Commerzbank analyst Heike Pauls (who has a buy rating on the stock with a price target of 230 euros) blasted the FT article as “fake news” and pointed to “the usual coincidence with rising short interest” which he said was indicative of market manipulation. Because the allegations have “no substance”, Pauls said the selloff was a “buying opportunity.”

Helping spur the rally, Munich prosecutors told BBG that they saw no indication of any crime by Wirecard under German law, according to a spokesperson for the Munich prosecutors’ office.

Wirecard

The allegations rocked a company that has seen its value quintuple in recent years. Wirecard recently surpassed Deutsche Bank in market capitalization, and replaced Commerzbank in Germany’s DAX 30 index. Wirecard has vehemently denied the report.

The FT report purported to cite an internal presentation delivered by an executive charged with running the company’s Asian operations that described potentially fraudulent money flows at the lender.

But other analysts offered a more nuanced take.
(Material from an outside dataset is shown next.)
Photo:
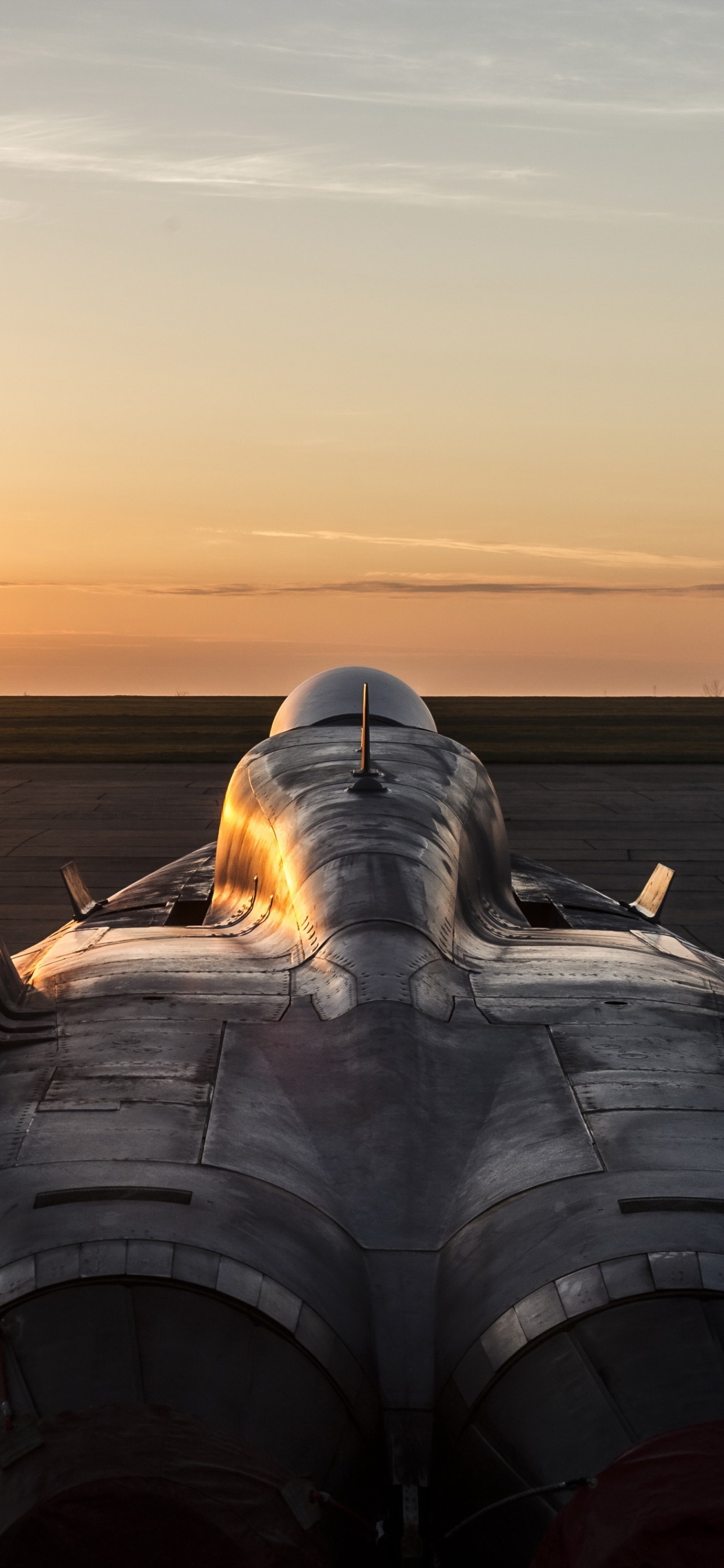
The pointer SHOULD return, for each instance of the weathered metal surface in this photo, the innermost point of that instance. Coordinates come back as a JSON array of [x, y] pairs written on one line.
[[406, 1125]]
Some argued that, regardless of whether the allegations are true, the selloff is a sign that Wirecard’s shares were clearly overvalued.

“In a large organization, there is always the possibility that some individual does something wrong,” said Robin Brass, a Frankfurt-based analyst at Hauck & Aufhaeuser.

“It is the same as we have seen before,” said Markus Friebel, an analyst at Independent Research. “Allegations come out, and we don’t know if they are true or not. The share price reaction confirms our view that the company is overvalued.”

And doubts were magnified by the company’s “hard to understand” business model.

“Wirecard’s business model can be hard to understand at times, and it’s easier to criticize a company whose sales are difficult to pin down,” said Mirko Maier, an analyst at LBBW. “Wirecard is not an automaker where you see cars leaving the factory each day.”

As Bloomberg pointed out, this isn’t the first time the company has had to defend its reputation: reports about accounting issues sent shares reeling in 2008 and again in 2016. In 2016, a fake research report was circulated by a shady UK-based research shop has led prosecutors to bring tens of thousands of euros in fines against one of the suspects.